Dès lors que les différents intervenants

constatent de manière unanime que l’état de santé du recourant ne s’est pas

modifié depuis le 10 juillet 2023, la question de la valeur probante du rapport

d’expertise soulevée par le recourant –

qui se prévaut tant de griefs formels que matériels – peut demeurer indécise.

8.

En l’absence de

toute modification de l’état de santé du recourant depuis le 10 juillet 2023 et

à défaut pour l’OAI d’avoir instruit la situation conformément à l’arrêt de

renvoi, il y a lieu de lui renvoyer à nouveau la cause pour instruction . Il

lui appartiendra ainsi de déterminer si les activités correspondant à la

formation universitaire du recourant étaient encore exigibles de sa part depuis

le 1er septembre 2020, afin de tenir compte du délai de carence d’un

an, compte tenu du dépôt de la demande de prestations en mars 2021 et

conformément à l’article 28 al. 1 let. c LAI, et à quel pourcentage. Il lui

incombera ensuite d’arrêter son degré d’invalidité en appliquant la méthode

d’évaluation idoine (méthode de comparaison en pour-cent ou méthode de

comparaison des revenus avec et sans invalidité) en fonction du résultat de

l’instruction.

9.

a) Le recours,

finalement bien-fondé, doit être admis et la décision attaquée annulée.

b) Vu l’issue du litige, des frais de procédure, par 660 francs,

doivent être mis à la charge de l’intimé (art. 61 let. fbis LPGA en

relation avec l’art. 69 al. 1bis LAI).

Le recourant a en outre droit à des dépens (art. 61 let. g LPGA) dont

le montant est défini dans les limites prévues par la loi du 6 novembre 2019

fixant le tarif des frais, des émoluments de chancellerie et des dépens en

matière civile, pénale et administrative (LTFrais). À défaut d’un état des

honoraires et des frais produit par le mandataire, les dépens seront fixés sur

la base du dossier (art. 64 al. 1 et 2 LTFrais par renvoi de l’art. 67

LTFrais). Tout bien considéré, l'activité déployée par celui-ci peut être

évaluée à un total de 8 heures au vu de la difficulté de l’affaire. Eu égard au

tarif appliqué par la Cour de céans de l'ordre de 300 francs de l'heure (CHF 2’400),

des débours à raison de 10 % des honoraires (art. 63 LTFrais par renvoi de

l’art. 67 LTFrais ; CHF 240) et de la TVA au taux de 8,1 % (CHF 213.85),

l'indemnité de dépens sera fixée à 2'853.85 francs.

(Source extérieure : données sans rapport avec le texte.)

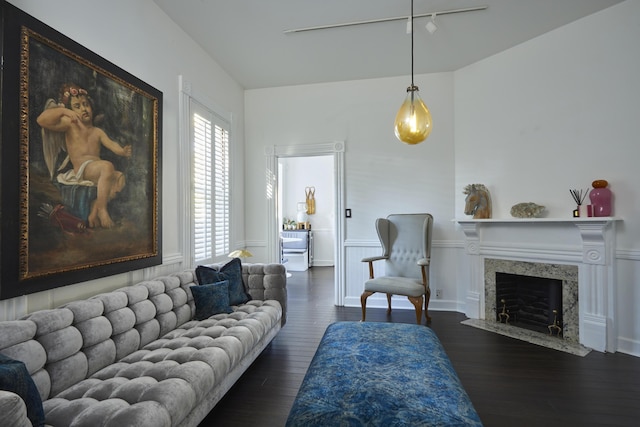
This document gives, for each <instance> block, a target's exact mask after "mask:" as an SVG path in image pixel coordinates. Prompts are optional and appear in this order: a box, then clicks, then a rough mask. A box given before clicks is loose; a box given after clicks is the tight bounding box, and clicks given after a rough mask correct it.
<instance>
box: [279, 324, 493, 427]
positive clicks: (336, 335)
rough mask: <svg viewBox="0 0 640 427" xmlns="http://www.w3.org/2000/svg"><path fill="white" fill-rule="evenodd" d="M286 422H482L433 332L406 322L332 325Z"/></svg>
mask: <svg viewBox="0 0 640 427" xmlns="http://www.w3.org/2000/svg"><path fill="white" fill-rule="evenodd" d="M287 426H290V427H293V426H300V427H302V426H304V427H308V426H323V427H325V426H412V427H413V426H482V422H481V421H480V418H479V417H478V414H477V413H476V411H475V409H474V407H473V404H472V403H471V401H470V400H469V396H468V395H467V393H466V391H465V390H464V388H463V387H462V384H461V383H460V379H459V378H458V375H457V374H456V372H455V371H454V369H453V366H452V365H451V362H450V361H449V357H448V356H447V354H446V353H445V351H444V348H443V347H442V344H441V343H440V341H439V340H438V337H437V336H436V335H435V333H434V332H433V331H432V330H431V329H429V328H427V327H425V326H420V325H413V324H403V323H376V322H337V323H333V324H331V325H329V327H328V328H327V330H326V332H325V334H324V337H323V338H322V341H321V342H320V345H319V346H318V350H317V351H316V354H315V356H314V357H313V360H312V361H311V365H310V366H309V369H308V371H307V373H306V375H305V377H304V380H303V382H302V385H301V387H300V390H299V391H298V395H297V397H296V400H295V402H294V403H293V407H292V408H291V412H290V413H289V418H288V419H287Z"/></svg>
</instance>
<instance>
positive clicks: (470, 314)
mask: <svg viewBox="0 0 640 427" xmlns="http://www.w3.org/2000/svg"><path fill="white" fill-rule="evenodd" d="M455 221H456V222H457V223H458V224H459V225H460V227H461V228H462V231H463V232H464V234H465V256H466V258H467V261H468V266H469V282H470V283H469V290H468V292H467V298H466V315H467V317H469V318H470V319H482V320H485V319H493V318H495V317H494V316H495V297H493V299H491V296H489V297H487V286H486V285H487V283H488V284H489V289H488V292H489V293H490V292H493V293H494V295H495V272H496V271H500V272H506V273H514V274H521V273H518V271H522V270H525V271H526V270H528V269H532V271H535V272H536V273H541V274H542V275H541V276H540V275H538V274H525V275H533V276H538V277H547V276H545V271H546V272H547V273H546V274H551V275H554V276H564V277H560V278H562V279H563V305H564V304H565V298H571V297H572V295H573V296H574V297H575V292H577V296H578V298H577V302H578V304H577V306H575V305H574V306H573V307H572V308H571V307H570V308H569V312H568V313H567V310H566V309H565V308H564V307H563V314H564V315H565V316H567V315H568V316H569V318H565V319H564V322H565V325H566V327H565V328H566V329H565V339H567V340H569V339H570V340H571V341H573V342H575V341H577V343H578V344H579V345H582V346H584V347H587V348H590V349H594V350H597V351H601V352H604V351H611V352H613V351H615V336H616V313H615V288H614V287H615V260H614V250H615V225H616V222H617V221H619V218H614V217H599V218H598V217H596V218H567V219H565V218H559V219H554V218H527V219H520V218H514V219H478V220H474V219H457V220H455ZM496 268H497V270H496ZM503 270H507V271H503ZM576 272H577V283H575V280H574V279H575V274H576ZM491 275H492V276H493V278H492V279H491V278H489V279H487V276H491ZM554 278H556V277H554ZM491 280H493V285H492V286H493V291H492V290H491V283H492V282H491ZM492 301H493V302H492ZM472 321H473V320H472ZM487 323H488V322H487ZM518 329H520V328H518ZM567 329H568V330H567Z"/></svg>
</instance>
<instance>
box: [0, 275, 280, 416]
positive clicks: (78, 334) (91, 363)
mask: <svg viewBox="0 0 640 427" xmlns="http://www.w3.org/2000/svg"><path fill="white" fill-rule="evenodd" d="M242 273H243V280H244V283H245V286H246V287H247V288H248V293H249V294H250V295H251V297H252V300H250V301H248V302H247V303H245V304H242V305H240V306H236V307H233V309H234V311H233V313H230V314H218V315H215V316H212V317H210V318H208V319H206V320H202V321H196V320H193V314H194V313H195V307H194V303H193V297H192V293H191V291H190V289H189V288H190V287H191V286H196V285H197V283H196V280H197V279H196V275H195V271H192V270H189V271H184V272H180V273H176V274H172V275H168V276H166V277H159V278H157V279H155V280H149V281H144V282H141V283H138V284H135V285H133V286H126V287H123V288H121V289H118V290H115V291H112V292H108V293H104V294H100V295H96V296H94V297H91V298H89V299H85V300H79V301H74V302H71V303H68V304H65V305H64V306H61V307H58V308H55V309H51V310H41V311H37V312H34V313H32V314H30V315H27V316H26V317H24V318H23V319H20V320H14V321H6V322H0V353H2V354H4V355H5V356H8V357H10V358H12V359H16V360H20V361H22V362H24V364H25V365H26V367H27V370H28V372H29V374H30V376H31V378H33V381H34V382H35V384H36V386H37V389H38V392H39V394H40V396H41V398H42V401H43V406H44V413H45V419H46V420H45V422H46V425H51V426H97V425H100V426H117V427H123V426H153V427H161V426H196V425H198V423H199V422H200V421H201V420H202V419H203V418H204V417H205V416H206V415H207V414H208V412H209V411H210V410H211V409H212V408H213V407H214V406H215V405H216V403H217V402H218V401H219V400H220V399H221V398H222V397H223V396H224V394H225V393H226V392H227V391H228V390H229V389H230V388H231V386H232V385H233V384H234V383H235V381H236V380H237V379H238V378H239V377H240V375H242V373H243V372H244V371H245V370H246V369H247V368H248V367H249V365H251V363H252V362H253V361H254V360H255V359H256V358H257V357H258V355H259V354H260V353H261V352H262V350H264V348H265V347H266V346H267V345H268V344H269V343H270V342H271V340H273V338H274V337H275V336H276V334H277V333H278V332H279V330H280V328H281V327H282V326H283V325H284V323H285V321H286V303H287V290H286V276H285V274H286V272H285V269H284V266H282V265H281V264H243V265H242ZM16 397H17V395H15V394H13V393H9V392H0V410H2V412H3V414H2V418H3V419H2V423H1V424H2V425H6V426H10V425H15V426H22V425H31V423H30V422H29V420H28V419H27V418H26V411H25V408H24V402H23V401H22V400H21V399H20V398H18V399H16ZM7 417H14V418H15V419H10V418H7Z"/></svg>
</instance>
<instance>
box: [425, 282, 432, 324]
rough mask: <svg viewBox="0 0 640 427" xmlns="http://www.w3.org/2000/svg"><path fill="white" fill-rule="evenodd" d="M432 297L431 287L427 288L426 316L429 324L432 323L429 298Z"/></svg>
mask: <svg viewBox="0 0 640 427" xmlns="http://www.w3.org/2000/svg"><path fill="white" fill-rule="evenodd" d="M430 299H431V289H428V288H427V292H426V294H425V298H424V316H425V317H426V318H427V324H429V323H431V316H429V300H430Z"/></svg>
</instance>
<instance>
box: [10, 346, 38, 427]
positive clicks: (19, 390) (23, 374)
mask: <svg viewBox="0 0 640 427" xmlns="http://www.w3.org/2000/svg"><path fill="white" fill-rule="evenodd" d="M0 390H7V391H11V392H13V393H15V394H17V395H18V396H20V397H21V398H22V400H24V403H25V405H26V406H27V418H29V421H31V424H32V425H33V426H34V427H41V426H44V425H45V423H44V409H43V408H42V399H41V398H40V393H39V392H38V388H37V387H36V384H35V383H34V382H33V378H31V376H30V375H29V371H28V370H27V367H26V365H25V364H24V363H23V362H21V361H19V360H14V359H12V358H10V357H8V356H5V355H4V354H0Z"/></svg>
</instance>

c) Au vu de ce qui précède, la question de

l’assistance judiciaire devient sans objet.

Dispositif

Par ces motifs,

la Cour de droit public

1. Admet le recours.

2. Annule la décision du 11 décembre 2024 et renvoie la cause à l’intimé

pour instruction complémentaire et nouvelle décision au sens des considérants.

3. Met à la charge de l’OAI les frais de la présente procédure par 660

francs.

4. Alloue au recourant une indemnité de dépens de 2'853.85 francs à la

charge de l’intimé.

5. Déclare sans objet la requête d’assistance judiciaire du recourant.